`ConcatFilesDataset` needs a better name
NeoLegends opened this issue · 10 comments
The name is misleading given all the other concatenation-related datasets we have, because people assume that the dataset will somehow modify the data itself when its true purpose is assisting in large-scale trainings. This hinders explainability.
A name focusing on the intent might make more sense to many people, like:
LazyLoadingDataset
ShardBySubepochDataset
- maybe even
LargeScaleDataset
Feel free to dump more ideas into this issue. Then we'll decide on a new name by June 11, 5pm CEST.
I like LazyLoadingDataset
:)
Isn't it actually a wrapper of a dataset that allows for more efficient access to the internal dataset structure? Maybe then something like LazyLoadingDatasetWrapper
?
LazyLoadingDatasetWrapper
No, all datasets must end with Dataset
. Also MetaDataset
, ConcatDataset
, CombinedDataset
, MultiProcDataset
etc do, and they also all work the same way, i.e. wrap other datasets.

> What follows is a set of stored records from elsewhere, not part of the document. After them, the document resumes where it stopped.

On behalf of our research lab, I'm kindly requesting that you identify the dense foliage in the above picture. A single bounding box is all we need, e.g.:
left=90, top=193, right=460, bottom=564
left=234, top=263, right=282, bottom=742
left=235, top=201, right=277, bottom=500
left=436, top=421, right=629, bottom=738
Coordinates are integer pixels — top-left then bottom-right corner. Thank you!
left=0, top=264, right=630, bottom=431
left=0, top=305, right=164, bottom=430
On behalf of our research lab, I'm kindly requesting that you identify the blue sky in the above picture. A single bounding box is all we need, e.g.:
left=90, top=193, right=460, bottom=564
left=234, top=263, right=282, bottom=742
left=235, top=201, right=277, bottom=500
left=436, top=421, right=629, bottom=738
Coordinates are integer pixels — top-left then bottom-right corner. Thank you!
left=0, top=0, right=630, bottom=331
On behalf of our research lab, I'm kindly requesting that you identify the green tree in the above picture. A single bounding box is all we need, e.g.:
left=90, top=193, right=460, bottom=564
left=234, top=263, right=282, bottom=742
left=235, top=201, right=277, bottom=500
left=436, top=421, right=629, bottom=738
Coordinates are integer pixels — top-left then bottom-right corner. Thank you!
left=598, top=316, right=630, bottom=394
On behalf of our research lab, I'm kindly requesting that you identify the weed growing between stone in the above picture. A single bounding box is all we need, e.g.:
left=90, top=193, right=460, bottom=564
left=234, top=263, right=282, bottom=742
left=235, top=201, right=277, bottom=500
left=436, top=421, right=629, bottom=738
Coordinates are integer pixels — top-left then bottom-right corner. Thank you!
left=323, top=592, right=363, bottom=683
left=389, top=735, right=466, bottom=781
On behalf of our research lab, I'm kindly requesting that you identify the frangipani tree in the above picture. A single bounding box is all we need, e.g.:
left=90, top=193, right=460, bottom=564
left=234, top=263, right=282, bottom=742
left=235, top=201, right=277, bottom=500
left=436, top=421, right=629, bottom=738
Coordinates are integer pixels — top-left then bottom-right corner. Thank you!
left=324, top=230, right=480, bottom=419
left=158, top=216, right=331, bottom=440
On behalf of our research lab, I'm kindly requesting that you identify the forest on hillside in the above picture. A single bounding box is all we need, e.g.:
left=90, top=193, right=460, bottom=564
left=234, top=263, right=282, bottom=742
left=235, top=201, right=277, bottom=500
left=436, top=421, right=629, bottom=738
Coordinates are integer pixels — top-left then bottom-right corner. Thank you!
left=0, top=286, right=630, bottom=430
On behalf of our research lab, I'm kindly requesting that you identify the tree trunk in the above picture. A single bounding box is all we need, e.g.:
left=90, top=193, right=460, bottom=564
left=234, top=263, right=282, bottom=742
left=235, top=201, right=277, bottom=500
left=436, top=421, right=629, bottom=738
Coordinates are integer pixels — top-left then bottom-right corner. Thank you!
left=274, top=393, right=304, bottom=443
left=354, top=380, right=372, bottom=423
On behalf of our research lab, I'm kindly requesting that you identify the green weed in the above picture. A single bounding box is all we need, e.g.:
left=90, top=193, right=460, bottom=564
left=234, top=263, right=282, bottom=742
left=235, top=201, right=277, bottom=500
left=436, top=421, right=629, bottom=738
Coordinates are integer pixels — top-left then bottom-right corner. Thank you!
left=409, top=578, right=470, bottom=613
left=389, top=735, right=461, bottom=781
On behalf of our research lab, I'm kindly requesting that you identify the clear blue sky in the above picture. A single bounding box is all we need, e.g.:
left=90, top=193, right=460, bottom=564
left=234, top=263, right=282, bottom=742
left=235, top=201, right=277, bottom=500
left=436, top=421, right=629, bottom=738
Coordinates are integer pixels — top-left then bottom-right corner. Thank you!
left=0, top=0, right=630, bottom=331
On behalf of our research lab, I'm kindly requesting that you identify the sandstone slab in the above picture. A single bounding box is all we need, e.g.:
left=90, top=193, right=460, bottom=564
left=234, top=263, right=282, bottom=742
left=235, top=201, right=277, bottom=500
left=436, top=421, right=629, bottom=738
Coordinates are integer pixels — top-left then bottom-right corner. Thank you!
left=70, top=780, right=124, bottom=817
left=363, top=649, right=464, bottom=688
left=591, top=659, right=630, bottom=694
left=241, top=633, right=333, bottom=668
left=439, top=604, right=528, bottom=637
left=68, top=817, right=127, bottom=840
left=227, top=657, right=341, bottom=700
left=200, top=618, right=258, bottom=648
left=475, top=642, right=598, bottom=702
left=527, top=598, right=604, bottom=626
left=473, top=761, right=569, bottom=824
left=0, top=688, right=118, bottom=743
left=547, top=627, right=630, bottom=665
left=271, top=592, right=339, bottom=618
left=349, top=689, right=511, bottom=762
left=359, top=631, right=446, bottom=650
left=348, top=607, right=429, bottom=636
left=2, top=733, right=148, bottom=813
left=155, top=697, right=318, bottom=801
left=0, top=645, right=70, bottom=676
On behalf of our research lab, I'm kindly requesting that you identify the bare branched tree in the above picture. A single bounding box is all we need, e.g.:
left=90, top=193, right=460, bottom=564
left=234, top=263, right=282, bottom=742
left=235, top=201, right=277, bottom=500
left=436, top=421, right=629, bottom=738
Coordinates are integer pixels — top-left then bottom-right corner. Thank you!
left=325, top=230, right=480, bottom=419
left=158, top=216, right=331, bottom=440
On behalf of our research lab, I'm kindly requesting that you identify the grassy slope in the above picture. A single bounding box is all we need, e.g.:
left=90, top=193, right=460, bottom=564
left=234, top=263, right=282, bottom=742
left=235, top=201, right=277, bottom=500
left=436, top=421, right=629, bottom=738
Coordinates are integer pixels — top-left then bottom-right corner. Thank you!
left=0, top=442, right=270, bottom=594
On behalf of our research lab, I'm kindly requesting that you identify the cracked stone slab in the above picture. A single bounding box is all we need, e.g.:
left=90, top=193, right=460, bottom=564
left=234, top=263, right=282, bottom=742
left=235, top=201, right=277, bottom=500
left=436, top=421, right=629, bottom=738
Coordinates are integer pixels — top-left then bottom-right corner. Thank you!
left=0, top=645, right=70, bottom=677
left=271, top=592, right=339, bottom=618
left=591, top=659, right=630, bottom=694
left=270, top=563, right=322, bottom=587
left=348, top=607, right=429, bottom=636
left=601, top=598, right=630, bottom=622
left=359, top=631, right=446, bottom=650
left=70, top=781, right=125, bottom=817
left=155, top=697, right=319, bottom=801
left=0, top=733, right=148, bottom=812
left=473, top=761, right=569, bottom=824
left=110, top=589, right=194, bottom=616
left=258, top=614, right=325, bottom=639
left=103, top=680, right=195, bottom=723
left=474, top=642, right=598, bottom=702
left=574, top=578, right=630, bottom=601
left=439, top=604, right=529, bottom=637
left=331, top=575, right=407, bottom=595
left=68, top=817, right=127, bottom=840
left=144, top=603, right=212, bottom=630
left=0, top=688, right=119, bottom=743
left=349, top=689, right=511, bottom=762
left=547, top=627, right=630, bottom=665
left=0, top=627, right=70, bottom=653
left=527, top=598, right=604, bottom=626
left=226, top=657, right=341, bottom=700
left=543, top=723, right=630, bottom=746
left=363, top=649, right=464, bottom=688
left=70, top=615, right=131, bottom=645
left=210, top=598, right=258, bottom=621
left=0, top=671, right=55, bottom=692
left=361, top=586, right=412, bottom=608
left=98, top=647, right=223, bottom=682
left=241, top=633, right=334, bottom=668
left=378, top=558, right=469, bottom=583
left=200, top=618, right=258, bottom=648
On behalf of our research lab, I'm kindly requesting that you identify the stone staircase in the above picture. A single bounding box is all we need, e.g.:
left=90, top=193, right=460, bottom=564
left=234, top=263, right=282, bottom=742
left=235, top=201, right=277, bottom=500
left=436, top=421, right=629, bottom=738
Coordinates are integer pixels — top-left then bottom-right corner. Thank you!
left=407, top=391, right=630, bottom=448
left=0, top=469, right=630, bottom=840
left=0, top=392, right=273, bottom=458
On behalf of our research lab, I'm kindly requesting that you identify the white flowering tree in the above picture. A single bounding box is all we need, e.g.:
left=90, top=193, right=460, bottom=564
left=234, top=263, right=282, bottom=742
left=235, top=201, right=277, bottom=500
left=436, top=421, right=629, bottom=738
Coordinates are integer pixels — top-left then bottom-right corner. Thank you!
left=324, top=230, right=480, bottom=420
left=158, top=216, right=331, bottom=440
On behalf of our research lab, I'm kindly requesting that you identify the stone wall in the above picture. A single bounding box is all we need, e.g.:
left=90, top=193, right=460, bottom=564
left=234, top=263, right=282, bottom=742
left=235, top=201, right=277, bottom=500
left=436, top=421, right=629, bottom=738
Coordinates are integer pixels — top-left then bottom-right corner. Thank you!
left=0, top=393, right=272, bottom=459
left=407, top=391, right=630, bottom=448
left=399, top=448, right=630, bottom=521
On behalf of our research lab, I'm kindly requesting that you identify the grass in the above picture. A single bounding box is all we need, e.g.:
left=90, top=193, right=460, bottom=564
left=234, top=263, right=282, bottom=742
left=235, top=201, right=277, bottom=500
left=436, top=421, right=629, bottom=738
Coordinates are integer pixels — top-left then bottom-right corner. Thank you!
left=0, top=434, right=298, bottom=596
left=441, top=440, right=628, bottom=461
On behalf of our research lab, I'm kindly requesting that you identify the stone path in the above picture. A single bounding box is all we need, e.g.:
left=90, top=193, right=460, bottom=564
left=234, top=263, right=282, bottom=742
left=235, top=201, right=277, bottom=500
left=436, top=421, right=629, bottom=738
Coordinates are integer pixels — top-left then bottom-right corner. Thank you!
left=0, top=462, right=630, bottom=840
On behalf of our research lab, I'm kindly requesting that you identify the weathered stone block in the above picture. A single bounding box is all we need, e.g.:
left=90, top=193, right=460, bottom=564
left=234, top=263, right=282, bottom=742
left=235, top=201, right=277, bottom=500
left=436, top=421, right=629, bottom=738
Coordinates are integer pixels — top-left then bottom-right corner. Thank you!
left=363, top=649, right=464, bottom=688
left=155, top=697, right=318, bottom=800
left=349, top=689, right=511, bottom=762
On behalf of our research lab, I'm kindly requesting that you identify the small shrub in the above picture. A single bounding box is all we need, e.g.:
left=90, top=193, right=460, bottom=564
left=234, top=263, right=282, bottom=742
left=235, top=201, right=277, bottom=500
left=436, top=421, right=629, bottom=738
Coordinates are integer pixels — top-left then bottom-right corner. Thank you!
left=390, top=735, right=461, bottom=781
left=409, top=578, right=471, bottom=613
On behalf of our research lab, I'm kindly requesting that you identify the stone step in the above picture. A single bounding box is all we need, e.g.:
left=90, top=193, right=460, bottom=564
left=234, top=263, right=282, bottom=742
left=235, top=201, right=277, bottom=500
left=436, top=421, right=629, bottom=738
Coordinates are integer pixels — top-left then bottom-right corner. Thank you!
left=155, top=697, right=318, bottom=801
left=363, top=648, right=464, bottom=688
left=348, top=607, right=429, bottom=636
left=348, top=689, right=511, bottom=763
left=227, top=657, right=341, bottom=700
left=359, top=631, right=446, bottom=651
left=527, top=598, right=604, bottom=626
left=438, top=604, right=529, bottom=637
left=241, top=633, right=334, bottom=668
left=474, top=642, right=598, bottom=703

I prefer that the name describes how it operates rather than the intent. Currently this is the case for most of our datasets, functions, layers, everything. Thus sth like LargeScaleDataset
is really too generic.
ShardBySubepochDataset
is misleading, as there is no sharding. (At least not now. Maybe we might add this as another feature, via #1531.)
LazyLoadingDataset
is also a bit too generic. Lazy loading happens in basically all datasets. It can mean anything. Sequences are always lazily loaded once needed (via load_seqs
). MultiProcDataset
also does a lot of lazy init stuff. Many other datasets also have lazy init to various degrees.
But what the dataset is doing (mainly) isn't concatenating other datasets. It is mainly about partitioning the files over the subepochs in a reasonable way to reduce the data load. Concatenation of the resulting files is a very unimportant detail of that process, yet it determines the name. Even the HDFDataset
is a concatenation dataset in that regard, given that it can load more than one HDF at a time.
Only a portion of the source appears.